7

JOEL

“Kitty.” Her name is out before my brain fully acknowledges it’s her.

You could knock me over with a feather. Maybe it’s one of those weird dissonance things where your mind fails to associate a person outside of the usual place you see them or maybe I’m just that hammered. I’ve never run into Katrina anywhere but the café, but it’s clear I’m also drunk because it’s the only reason I’d be using nerdy words like dissonance. Even in my head.

The dress she’s wearing shows off long, toned legs, and the tits I’ve been admiring under the layers of material she usually has on are happily not the result of a miracle push-up bra. Her profile is to me, but I watch her react to my voice. She stills and her lips part as she turns toward me. She doesn’t respond until the girl next to her, a dark redhead who eyes me with a mixture of confusion and intrigue, elbows her.

“Joel Moreno.” The way she says my name is like a double shot from the bottle of Jack I hold in one hand. It burns so good.

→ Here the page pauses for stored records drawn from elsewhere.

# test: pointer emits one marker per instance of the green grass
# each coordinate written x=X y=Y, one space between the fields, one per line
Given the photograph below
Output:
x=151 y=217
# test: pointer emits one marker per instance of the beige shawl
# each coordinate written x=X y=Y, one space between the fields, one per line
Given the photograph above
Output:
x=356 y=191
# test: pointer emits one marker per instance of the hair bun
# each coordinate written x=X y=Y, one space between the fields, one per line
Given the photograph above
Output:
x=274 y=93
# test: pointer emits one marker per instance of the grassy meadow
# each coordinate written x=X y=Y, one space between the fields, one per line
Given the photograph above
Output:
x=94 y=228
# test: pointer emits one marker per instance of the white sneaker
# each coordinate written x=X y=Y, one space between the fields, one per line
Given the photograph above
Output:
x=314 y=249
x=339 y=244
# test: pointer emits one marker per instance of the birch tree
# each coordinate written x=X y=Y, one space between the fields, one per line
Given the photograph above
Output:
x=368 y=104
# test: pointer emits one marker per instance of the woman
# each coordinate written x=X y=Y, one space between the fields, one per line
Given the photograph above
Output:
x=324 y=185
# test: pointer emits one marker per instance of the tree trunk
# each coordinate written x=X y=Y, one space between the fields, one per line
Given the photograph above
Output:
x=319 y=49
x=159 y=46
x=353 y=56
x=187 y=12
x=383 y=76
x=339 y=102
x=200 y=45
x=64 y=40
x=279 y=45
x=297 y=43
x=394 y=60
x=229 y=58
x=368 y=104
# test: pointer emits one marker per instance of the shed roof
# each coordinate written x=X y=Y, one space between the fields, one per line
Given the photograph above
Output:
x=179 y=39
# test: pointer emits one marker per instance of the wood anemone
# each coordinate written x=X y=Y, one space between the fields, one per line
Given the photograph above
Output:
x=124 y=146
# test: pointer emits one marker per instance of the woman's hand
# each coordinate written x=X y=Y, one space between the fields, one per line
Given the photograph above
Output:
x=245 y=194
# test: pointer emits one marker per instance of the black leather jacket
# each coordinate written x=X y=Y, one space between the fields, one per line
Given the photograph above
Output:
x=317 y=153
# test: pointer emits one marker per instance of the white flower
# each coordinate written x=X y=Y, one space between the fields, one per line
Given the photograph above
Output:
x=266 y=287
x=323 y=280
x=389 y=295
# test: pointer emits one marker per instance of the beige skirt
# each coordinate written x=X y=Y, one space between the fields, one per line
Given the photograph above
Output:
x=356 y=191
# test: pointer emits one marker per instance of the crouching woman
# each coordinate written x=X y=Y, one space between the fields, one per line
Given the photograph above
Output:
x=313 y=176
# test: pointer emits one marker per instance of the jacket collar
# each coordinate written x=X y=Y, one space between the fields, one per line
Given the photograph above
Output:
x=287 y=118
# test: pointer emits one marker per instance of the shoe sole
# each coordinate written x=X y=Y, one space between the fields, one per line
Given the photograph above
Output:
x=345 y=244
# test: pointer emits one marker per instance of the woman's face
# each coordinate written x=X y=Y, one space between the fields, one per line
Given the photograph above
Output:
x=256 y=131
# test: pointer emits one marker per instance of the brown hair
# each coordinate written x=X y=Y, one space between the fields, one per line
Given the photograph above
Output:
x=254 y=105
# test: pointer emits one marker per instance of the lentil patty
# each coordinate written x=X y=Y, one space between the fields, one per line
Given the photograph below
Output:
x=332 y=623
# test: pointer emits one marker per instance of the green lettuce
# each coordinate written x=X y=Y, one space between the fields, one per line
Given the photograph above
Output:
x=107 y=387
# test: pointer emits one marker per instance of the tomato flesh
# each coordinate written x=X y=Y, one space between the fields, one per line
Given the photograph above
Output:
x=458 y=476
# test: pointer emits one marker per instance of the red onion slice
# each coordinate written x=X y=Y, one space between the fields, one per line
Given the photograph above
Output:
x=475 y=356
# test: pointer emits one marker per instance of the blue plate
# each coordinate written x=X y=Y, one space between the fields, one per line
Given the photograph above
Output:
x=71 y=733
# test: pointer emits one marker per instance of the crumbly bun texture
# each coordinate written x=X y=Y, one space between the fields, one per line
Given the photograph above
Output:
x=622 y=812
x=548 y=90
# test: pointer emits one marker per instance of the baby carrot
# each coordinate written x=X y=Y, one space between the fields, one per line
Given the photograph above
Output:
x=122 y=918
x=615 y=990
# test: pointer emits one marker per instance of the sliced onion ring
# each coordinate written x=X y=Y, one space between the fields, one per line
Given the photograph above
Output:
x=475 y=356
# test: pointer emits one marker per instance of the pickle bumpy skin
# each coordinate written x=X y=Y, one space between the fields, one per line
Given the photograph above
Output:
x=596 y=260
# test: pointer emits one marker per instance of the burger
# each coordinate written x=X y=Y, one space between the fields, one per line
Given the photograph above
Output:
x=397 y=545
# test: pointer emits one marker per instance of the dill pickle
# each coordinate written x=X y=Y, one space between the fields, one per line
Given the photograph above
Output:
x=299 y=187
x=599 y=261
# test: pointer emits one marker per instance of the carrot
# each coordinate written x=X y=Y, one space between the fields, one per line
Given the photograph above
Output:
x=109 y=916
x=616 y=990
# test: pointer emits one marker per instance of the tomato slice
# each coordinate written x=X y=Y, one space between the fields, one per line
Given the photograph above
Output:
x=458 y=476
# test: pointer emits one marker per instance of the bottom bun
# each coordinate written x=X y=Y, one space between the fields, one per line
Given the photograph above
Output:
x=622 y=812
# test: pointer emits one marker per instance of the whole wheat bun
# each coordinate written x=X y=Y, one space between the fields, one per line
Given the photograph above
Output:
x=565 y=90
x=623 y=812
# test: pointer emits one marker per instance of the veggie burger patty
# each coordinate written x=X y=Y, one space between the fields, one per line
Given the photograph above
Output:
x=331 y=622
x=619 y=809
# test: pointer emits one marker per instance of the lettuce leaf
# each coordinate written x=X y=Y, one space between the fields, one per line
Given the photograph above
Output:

“What are you doing here?”

One brow raises and a hand goes to her hip. It’s the same mocking look and stance she gives me every week, but tonight she looks nervous without the counter between us. “It’s a party. What do you think I’m doing?”

“Good point.” I give her friend, who looks familiar but thankfully not in an I’ve seen her naked way, a small head nod and step closer to Katrina. I grab three cups and fill each of them with a healthy shot from the bottle I’ve nearly finished off. I hand a cup to Katrina and her friend and then lift the other toward them. “Cheers to doing what people do at parties.”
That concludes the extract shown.